12 people and 3 available positions – We use basic counting principle to arrive at 12*11*10. But, recall that we have arranged the 3 people here. To un-arrange, we divide this by 3! to get 12*11*10/3! arrangements. This is what we discussed last week.
Moving forward, this question has a constraint – no two people married to each other should be selected i.e. at most one of any two married people could be selected. Say, if we select Mr. X, we cannot select Ms. X and vice versa.
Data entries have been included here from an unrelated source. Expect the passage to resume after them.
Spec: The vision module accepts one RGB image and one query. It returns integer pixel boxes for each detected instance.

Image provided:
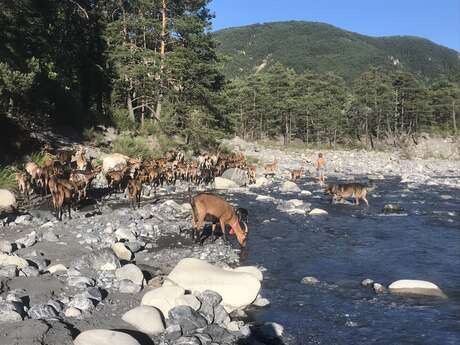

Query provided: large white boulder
[122,306,165,335]
[309,208,328,216]
[388,280,447,298]
[229,266,263,282]
[141,285,185,317]
[213,177,238,189]
[0,189,16,211]
[0,253,28,269]
[253,176,270,187]
[280,181,300,193]
[164,258,261,311]
[102,153,129,173]
[74,329,141,345]
[115,264,144,286]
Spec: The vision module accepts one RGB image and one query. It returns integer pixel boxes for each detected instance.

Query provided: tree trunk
[453,101,457,135]
[155,0,168,120]
[127,90,135,122]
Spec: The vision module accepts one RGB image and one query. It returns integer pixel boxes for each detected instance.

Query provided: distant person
[315,153,326,186]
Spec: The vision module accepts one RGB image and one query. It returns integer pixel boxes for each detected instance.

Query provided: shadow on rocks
[114,329,155,345]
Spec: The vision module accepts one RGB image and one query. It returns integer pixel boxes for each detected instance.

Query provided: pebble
[361,278,374,287]
[373,283,386,294]
[42,229,59,242]
[64,306,82,318]
[47,264,67,274]
[112,242,133,261]
[301,276,320,285]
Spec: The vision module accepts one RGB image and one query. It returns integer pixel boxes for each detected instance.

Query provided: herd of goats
[13,145,259,222]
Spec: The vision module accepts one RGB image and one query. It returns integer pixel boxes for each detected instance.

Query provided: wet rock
[196,290,222,308]
[122,305,165,335]
[252,294,270,307]
[0,300,23,322]
[301,276,320,285]
[0,253,29,268]
[258,322,284,339]
[388,279,446,298]
[28,304,59,320]
[71,248,120,271]
[222,168,250,186]
[164,258,260,312]
[0,265,18,278]
[280,181,300,193]
[301,190,312,196]
[64,306,82,318]
[112,242,133,261]
[361,278,374,287]
[42,230,59,242]
[309,208,328,216]
[255,195,275,202]
[115,263,144,286]
[373,283,386,294]
[176,294,201,311]
[383,204,403,214]
[174,336,202,345]
[74,329,141,345]
[141,285,185,317]
[213,177,238,189]
[119,279,142,293]
[169,305,208,335]
[0,240,12,254]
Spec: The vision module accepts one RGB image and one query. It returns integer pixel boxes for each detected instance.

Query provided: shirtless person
[315,153,326,186]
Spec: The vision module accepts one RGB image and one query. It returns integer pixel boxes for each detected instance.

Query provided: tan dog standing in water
[325,182,375,206]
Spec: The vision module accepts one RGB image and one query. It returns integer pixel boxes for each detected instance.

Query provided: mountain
[213,21,460,82]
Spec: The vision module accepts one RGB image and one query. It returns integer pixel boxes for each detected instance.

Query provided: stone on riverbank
[164,258,261,311]
[222,168,250,186]
[0,189,16,211]
[74,329,141,345]
[280,181,301,193]
[122,306,165,335]
[141,285,185,317]
[388,279,447,298]
[309,208,328,216]
[213,177,238,189]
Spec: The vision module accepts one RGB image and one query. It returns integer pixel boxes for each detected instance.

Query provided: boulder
[0,189,16,211]
[301,276,320,285]
[47,264,67,274]
[254,176,270,187]
[0,301,23,322]
[28,304,59,320]
[115,228,137,242]
[112,243,133,261]
[230,266,263,281]
[64,306,82,318]
[0,253,29,269]
[213,177,238,190]
[74,329,141,345]
[141,285,185,317]
[119,280,141,293]
[280,181,300,193]
[0,240,12,254]
[122,306,165,335]
[309,208,328,216]
[388,279,447,298]
[102,153,129,173]
[164,258,261,311]
[71,248,120,271]
[383,204,403,214]
[175,295,201,311]
[222,168,249,186]
[115,264,144,286]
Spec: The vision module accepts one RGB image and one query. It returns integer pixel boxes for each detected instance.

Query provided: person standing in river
[315,153,326,186]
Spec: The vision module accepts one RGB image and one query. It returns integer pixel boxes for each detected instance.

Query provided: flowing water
[234,177,460,345]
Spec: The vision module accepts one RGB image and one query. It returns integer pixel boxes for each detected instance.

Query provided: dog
[325,182,375,206]
[235,207,249,224]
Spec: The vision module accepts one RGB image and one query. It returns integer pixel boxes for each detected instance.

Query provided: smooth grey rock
[203,324,236,343]
[67,276,95,288]
[71,248,120,271]
[169,305,208,335]
[68,295,94,311]
[196,290,222,307]
[16,231,37,248]
[119,279,142,293]
[165,324,182,341]
[115,264,144,286]
[42,230,59,242]
[84,287,103,302]
[174,336,202,345]
[28,304,59,320]
[126,240,145,253]
[222,168,250,186]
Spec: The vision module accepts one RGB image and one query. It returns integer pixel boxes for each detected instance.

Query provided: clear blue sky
[209,0,460,51]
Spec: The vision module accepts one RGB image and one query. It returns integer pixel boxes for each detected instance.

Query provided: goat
[247,165,257,184]
[75,146,88,171]
[264,158,278,174]
[291,167,304,181]
[127,177,142,209]
[106,166,129,194]
[190,193,248,247]
[15,172,31,201]
[51,182,75,220]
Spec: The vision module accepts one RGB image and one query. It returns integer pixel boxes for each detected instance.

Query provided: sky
[209,0,460,52]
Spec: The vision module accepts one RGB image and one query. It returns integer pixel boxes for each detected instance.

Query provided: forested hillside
[1,4,459,157]
[214,21,460,82]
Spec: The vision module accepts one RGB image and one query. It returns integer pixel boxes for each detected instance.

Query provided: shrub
[112,135,153,160]
[29,151,47,167]
[111,108,137,132]
[0,166,17,190]
[83,127,105,146]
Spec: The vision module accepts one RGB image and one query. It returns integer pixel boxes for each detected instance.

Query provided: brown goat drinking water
[127,177,142,209]
[190,193,248,247]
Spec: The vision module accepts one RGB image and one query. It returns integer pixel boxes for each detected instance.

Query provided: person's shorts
[317,167,325,177]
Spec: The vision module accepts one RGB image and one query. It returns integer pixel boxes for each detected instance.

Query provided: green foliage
[29,151,47,167]
[111,108,137,132]
[215,21,460,82]
[112,135,153,160]
[83,127,105,146]
[0,166,17,191]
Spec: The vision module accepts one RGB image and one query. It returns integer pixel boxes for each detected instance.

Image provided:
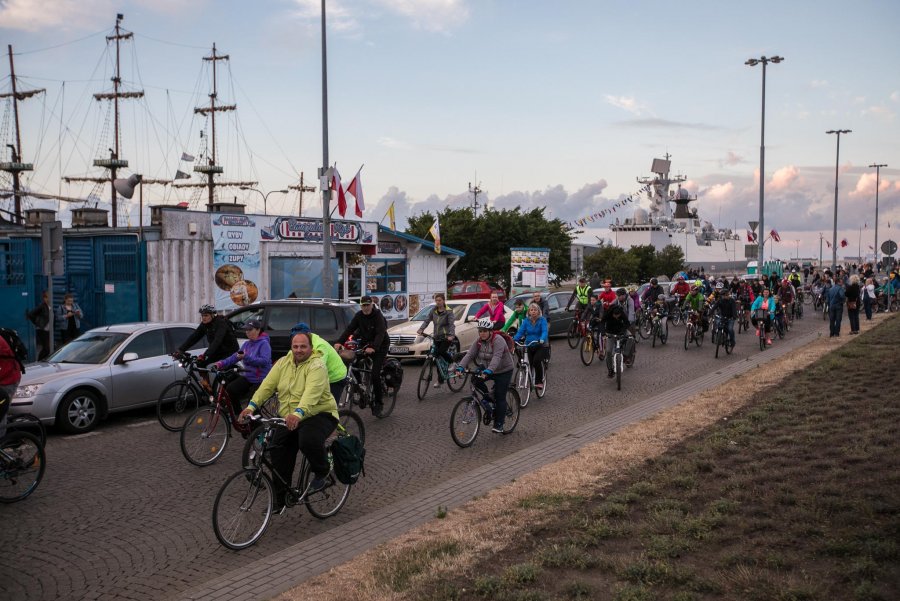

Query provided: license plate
[389,346,409,354]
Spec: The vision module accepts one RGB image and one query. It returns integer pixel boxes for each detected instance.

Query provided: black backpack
[0,327,28,374]
[381,357,404,389]
[330,434,365,485]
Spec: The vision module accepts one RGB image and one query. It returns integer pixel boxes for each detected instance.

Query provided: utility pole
[468,181,482,217]
[869,163,887,268]
[826,129,851,269]
[289,172,317,217]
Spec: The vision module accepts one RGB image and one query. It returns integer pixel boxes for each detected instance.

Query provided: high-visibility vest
[576,284,591,305]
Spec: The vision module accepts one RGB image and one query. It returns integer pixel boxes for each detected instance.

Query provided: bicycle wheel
[0,431,45,503]
[580,334,594,366]
[338,409,366,446]
[241,425,267,468]
[299,456,351,519]
[6,413,47,448]
[695,328,704,347]
[450,398,481,448]
[516,365,532,408]
[725,336,734,355]
[446,365,468,393]
[416,359,433,401]
[157,381,202,432]
[535,362,548,398]
[502,388,521,434]
[566,321,579,349]
[180,406,230,467]
[377,379,398,418]
[776,320,785,339]
[651,323,658,348]
[213,468,274,550]
[615,353,623,391]
[683,325,691,350]
[660,320,669,345]
[759,329,766,351]
[639,315,652,339]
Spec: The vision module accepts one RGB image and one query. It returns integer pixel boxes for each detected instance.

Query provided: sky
[2,0,900,262]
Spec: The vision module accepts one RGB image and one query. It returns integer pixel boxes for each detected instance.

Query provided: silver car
[10,322,206,434]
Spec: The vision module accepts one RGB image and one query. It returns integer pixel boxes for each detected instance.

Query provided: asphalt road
[0,313,829,601]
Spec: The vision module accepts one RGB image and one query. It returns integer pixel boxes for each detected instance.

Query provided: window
[547,295,560,311]
[467,301,485,318]
[228,308,265,332]
[267,306,302,331]
[122,329,167,359]
[449,283,463,295]
[366,259,406,294]
[465,283,481,294]
[168,327,206,353]
[312,307,337,332]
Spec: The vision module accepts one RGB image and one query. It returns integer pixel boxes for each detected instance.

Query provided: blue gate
[0,236,42,359]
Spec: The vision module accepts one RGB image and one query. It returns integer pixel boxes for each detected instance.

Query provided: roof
[377,225,465,256]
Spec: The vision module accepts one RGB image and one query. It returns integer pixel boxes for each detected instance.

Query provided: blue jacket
[750,295,776,318]
[825,284,846,308]
[514,316,548,346]
[216,332,272,384]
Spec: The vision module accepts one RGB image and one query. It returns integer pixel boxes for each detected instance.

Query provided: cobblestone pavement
[0,314,834,601]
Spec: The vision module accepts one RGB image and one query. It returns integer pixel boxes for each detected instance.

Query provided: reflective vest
[575,284,591,305]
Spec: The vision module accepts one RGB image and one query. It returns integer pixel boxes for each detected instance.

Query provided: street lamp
[869,163,887,269]
[746,55,783,273]
[240,186,288,215]
[794,239,800,261]
[826,129,851,269]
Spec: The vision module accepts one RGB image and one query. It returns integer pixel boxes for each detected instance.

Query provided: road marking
[126,420,158,428]
[58,431,102,440]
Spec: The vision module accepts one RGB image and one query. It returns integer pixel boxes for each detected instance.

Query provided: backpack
[479,330,514,355]
[330,434,365,485]
[0,327,28,374]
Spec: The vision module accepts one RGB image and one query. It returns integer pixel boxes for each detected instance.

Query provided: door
[346,265,363,303]
[110,328,174,409]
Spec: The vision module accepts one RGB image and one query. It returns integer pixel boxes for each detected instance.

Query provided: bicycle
[650,307,669,347]
[566,309,588,349]
[669,296,684,326]
[579,323,604,366]
[6,412,47,448]
[682,309,704,349]
[711,314,734,358]
[212,415,353,550]
[754,308,769,351]
[605,334,634,391]
[0,427,45,503]
[179,366,279,467]
[339,347,397,418]
[513,340,549,407]
[157,352,211,432]
[637,310,653,340]
[450,369,521,447]
[416,334,465,400]
[773,309,787,339]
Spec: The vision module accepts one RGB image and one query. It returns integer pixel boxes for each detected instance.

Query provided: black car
[504,291,575,337]
[226,299,360,357]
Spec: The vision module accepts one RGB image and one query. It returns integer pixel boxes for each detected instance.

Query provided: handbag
[847,300,857,310]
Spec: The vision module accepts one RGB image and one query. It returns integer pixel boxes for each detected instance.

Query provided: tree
[407,206,574,288]
[655,244,686,278]
[583,245,639,285]
[629,244,658,283]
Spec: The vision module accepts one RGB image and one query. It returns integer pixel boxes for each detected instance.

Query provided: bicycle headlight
[14,384,42,399]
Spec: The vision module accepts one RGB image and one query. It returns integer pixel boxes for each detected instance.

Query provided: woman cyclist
[416,293,458,388]
[750,287,776,345]
[212,319,272,416]
[514,303,550,391]
[474,292,505,330]
[456,317,515,434]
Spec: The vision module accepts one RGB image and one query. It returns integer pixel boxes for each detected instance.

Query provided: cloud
[374,0,470,32]
[377,136,412,151]
[290,0,359,33]
[849,172,893,198]
[0,0,115,32]
[720,151,745,167]
[769,165,800,190]
[614,118,724,131]
[862,105,896,122]
[604,95,651,116]
[810,80,829,88]
[702,182,735,202]
[377,135,478,154]
[891,91,899,102]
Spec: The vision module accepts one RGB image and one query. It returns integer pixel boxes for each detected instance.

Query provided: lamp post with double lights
[826,129,851,269]
[240,186,288,216]
[869,163,887,269]
[745,55,783,272]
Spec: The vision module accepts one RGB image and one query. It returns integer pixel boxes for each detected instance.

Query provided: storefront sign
[377,241,405,255]
[211,214,272,311]
[510,247,550,296]
[268,217,377,245]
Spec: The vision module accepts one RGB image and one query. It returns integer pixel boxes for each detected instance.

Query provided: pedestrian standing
[862,277,876,320]
[825,278,846,337]
[26,290,51,360]
[57,293,83,344]
[0,333,23,438]
[845,275,861,334]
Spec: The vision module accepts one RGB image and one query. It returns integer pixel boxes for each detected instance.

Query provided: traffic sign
[882,240,897,256]
[748,221,759,232]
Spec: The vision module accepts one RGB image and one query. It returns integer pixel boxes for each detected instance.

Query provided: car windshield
[410,303,466,321]
[47,332,130,364]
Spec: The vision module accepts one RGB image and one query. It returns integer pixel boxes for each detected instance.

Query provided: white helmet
[476,317,494,330]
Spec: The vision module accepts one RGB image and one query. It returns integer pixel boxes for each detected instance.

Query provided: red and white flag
[329,166,347,217]
[346,166,365,218]
[770,229,781,242]
[746,230,757,242]
[840,238,848,248]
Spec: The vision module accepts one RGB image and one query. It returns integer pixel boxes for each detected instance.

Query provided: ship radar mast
[636,153,694,221]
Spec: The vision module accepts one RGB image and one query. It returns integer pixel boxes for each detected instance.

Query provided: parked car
[226,298,360,358]
[386,299,512,360]
[447,281,507,302]
[633,281,675,302]
[10,322,206,434]
[504,291,575,337]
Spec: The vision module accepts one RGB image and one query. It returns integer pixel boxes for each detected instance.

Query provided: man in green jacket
[291,322,348,403]
[241,331,339,513]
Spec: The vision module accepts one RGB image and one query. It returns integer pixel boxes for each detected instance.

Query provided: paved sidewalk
[181,327,825,601]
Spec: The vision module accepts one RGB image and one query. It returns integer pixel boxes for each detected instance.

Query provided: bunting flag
[329,166,347,217]
[346,166,365,218]
[770,229,781,242]
[564,183,652,229]
[387,201,396,231]
[840,239,848,248]
[428,215,441,254]
[180,152,195,162]
[869,245,875,250]
[826,240,832,248]
[174,170,190,180]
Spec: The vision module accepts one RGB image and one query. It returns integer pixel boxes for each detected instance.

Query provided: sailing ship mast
[175,43,256,208]
[63,13,144,228]
[0,45,45,225]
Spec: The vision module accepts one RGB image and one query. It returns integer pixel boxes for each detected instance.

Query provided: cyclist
[598,280,617,309]
[530,291,550,317]
[0,331,23,438]
[750,287,776,345]
[502,298,527,336]
[239,331,339,513]
[682,285,705,313]
[417,292,457,388]
[474,292,505,330]
[456,317,515,434]
[211,319,272,417]
[641,278,665,307]
[291,322,347,402]
[788,268,802,289]
[335,295,389,416]
[628,286,642,318]
[614,287,638,338]
[600,303,634,377]
[176,304,240,370]
[513,303,550,391]
[710,287,737,348]
[671,275,691,300]
[778,278,796,323]
[566,277,593,317]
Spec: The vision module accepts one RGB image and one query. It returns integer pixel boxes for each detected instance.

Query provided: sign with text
[510,247,550,296]
[266,217,377,246]
[211,214,273,311]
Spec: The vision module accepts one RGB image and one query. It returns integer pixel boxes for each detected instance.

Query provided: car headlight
[14,384,43,399]
[415,335,425,344]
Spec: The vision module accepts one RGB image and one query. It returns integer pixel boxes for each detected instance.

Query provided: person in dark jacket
[825,278,846,337]
[212,319,272,415]
[845,274,861,334]
[334,295,389,415]
[176,304,239,368]
[26,290,51,360]
[600,304,634,377]
[710,287,738,348]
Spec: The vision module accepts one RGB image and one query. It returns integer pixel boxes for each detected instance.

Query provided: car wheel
[57,389,102,434]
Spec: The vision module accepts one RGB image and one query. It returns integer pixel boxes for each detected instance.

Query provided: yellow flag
[387,202,396,231]
[429,215,441,254]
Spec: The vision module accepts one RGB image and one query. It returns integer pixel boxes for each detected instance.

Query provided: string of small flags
[565,184,651,229]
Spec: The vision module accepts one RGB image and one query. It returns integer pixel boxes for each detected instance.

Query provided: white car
[386,299,512,360]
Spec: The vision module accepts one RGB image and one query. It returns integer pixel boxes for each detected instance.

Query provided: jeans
[863,295,873,320]
[329,380,346,406]
[829,304,844,336]
[477,370,512,428]
[847,306,860,333]
[723,318,735,346]
[269,412,338,504]
[526,344,550,384]
[36,329,50,361]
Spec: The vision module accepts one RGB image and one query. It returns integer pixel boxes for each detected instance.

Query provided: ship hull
[613,228,747,272]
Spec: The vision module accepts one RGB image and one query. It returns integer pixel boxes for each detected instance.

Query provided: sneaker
[491,424,505,434]
[607,370,615,378]
[306,476,327,495]
[766,338,772,345]
[371,403,383,417]
[433,380,442,388]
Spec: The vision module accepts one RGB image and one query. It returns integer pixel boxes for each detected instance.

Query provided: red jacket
[598,289,617,309]
[0,336,22,387]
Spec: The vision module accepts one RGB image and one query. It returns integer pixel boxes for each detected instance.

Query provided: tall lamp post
[869,163,887,269]
[746,55,783,272]
[794,239,800,261]
[826,129,851,269]
[240,186,288,215]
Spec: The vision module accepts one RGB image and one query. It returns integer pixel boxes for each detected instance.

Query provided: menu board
[510,247,550,296]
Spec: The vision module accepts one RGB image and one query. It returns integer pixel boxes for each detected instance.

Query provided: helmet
[199,304,216,315]
[715,282,724,290]
[791,268,798,273]
[677,275,685,281]
[650,278,658,285]
[476,317,494,330]
[616,288,627,296]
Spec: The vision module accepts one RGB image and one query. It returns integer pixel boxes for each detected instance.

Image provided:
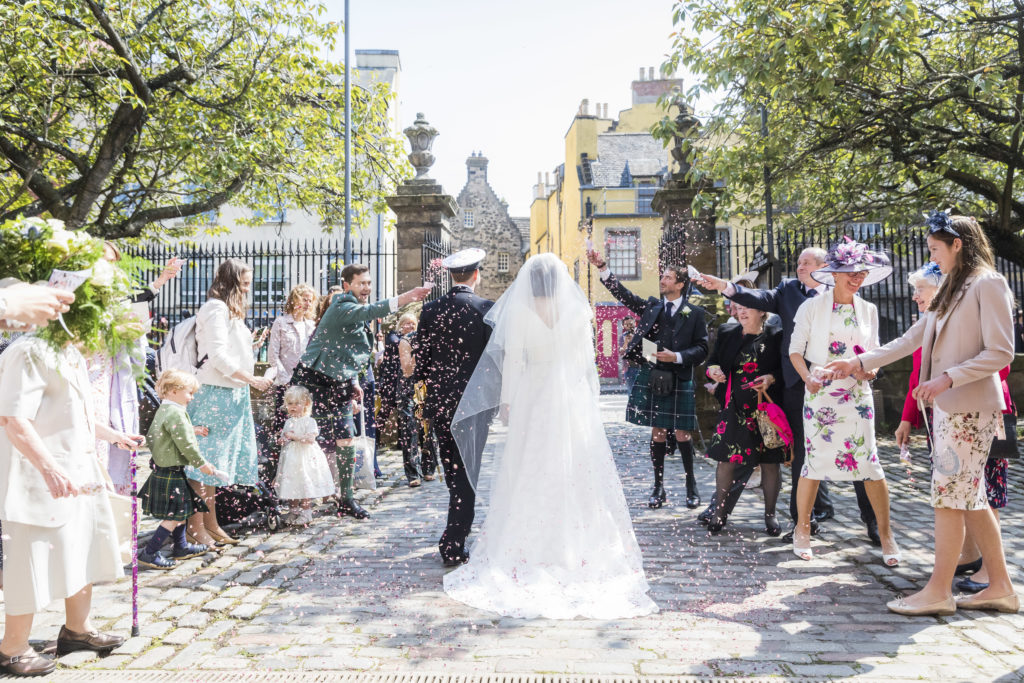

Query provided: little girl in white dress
[275,385,335,525]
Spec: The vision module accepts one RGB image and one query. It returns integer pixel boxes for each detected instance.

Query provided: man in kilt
[588,249,708,509]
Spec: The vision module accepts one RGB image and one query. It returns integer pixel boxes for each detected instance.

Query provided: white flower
[90,259,115,288]
[45,227,78,254]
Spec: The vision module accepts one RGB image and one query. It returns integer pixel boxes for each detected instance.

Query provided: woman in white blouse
[266,285,318,434]
[185,259,273,548]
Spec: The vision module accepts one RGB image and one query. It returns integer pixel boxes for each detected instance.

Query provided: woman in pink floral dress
[789,239,899,565]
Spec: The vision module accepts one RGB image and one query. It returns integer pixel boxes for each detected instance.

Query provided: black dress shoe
[781,519,819,542]
[956,577,989,594]
[442,554,470,567]
[866,522,882,547]
[685,476,700,510]
[764,514,781,537]
[812,509,835,523]
[648,484,666,509]
[707,514,727,534]
[337,498,369,519]
[697,505,713,525]
[955,558,983,575]
[56,626,125,656]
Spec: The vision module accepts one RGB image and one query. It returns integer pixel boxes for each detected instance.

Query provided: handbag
[352,408,377,490]
[649,367,676,397]
[989,413,1019,460]
[754,386,791,452]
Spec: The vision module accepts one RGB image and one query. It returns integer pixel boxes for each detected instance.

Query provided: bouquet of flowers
[0,217,146,355]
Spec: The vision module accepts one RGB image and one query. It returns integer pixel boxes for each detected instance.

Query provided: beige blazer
[860,269,1014,414]
[0,336,107,527]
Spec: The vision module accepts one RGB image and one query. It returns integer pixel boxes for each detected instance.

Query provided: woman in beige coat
[827,214,1017,616]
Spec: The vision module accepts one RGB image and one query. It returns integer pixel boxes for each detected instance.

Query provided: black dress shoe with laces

Let’s try to use our basic counting principle and un-arranging method here:
You have 12 people and 3 positions. In the first position, you can put any one of the 12 people. In the second position, you can put any one of 10 people (not 11 because the spouse of the person put in 1st position cannot be put in the second position). In the third position you can put any one of 8 people. (We have already selected 2 people for the previous two places and their spouses cannot be selected for the third position so 4 of the 12 people are out.)
Total number of arrangements = 12*10*8
But mind you, these are arrangements. We just need a group of 3 people. They don’t need to be arranged in the group. So we divide these arrangements by 3! to just ‘select’ the people.
Number of committees possible = 12*10*8/3! = 160
Bunuel Could you please update the original Q with the answer choices? Thanks!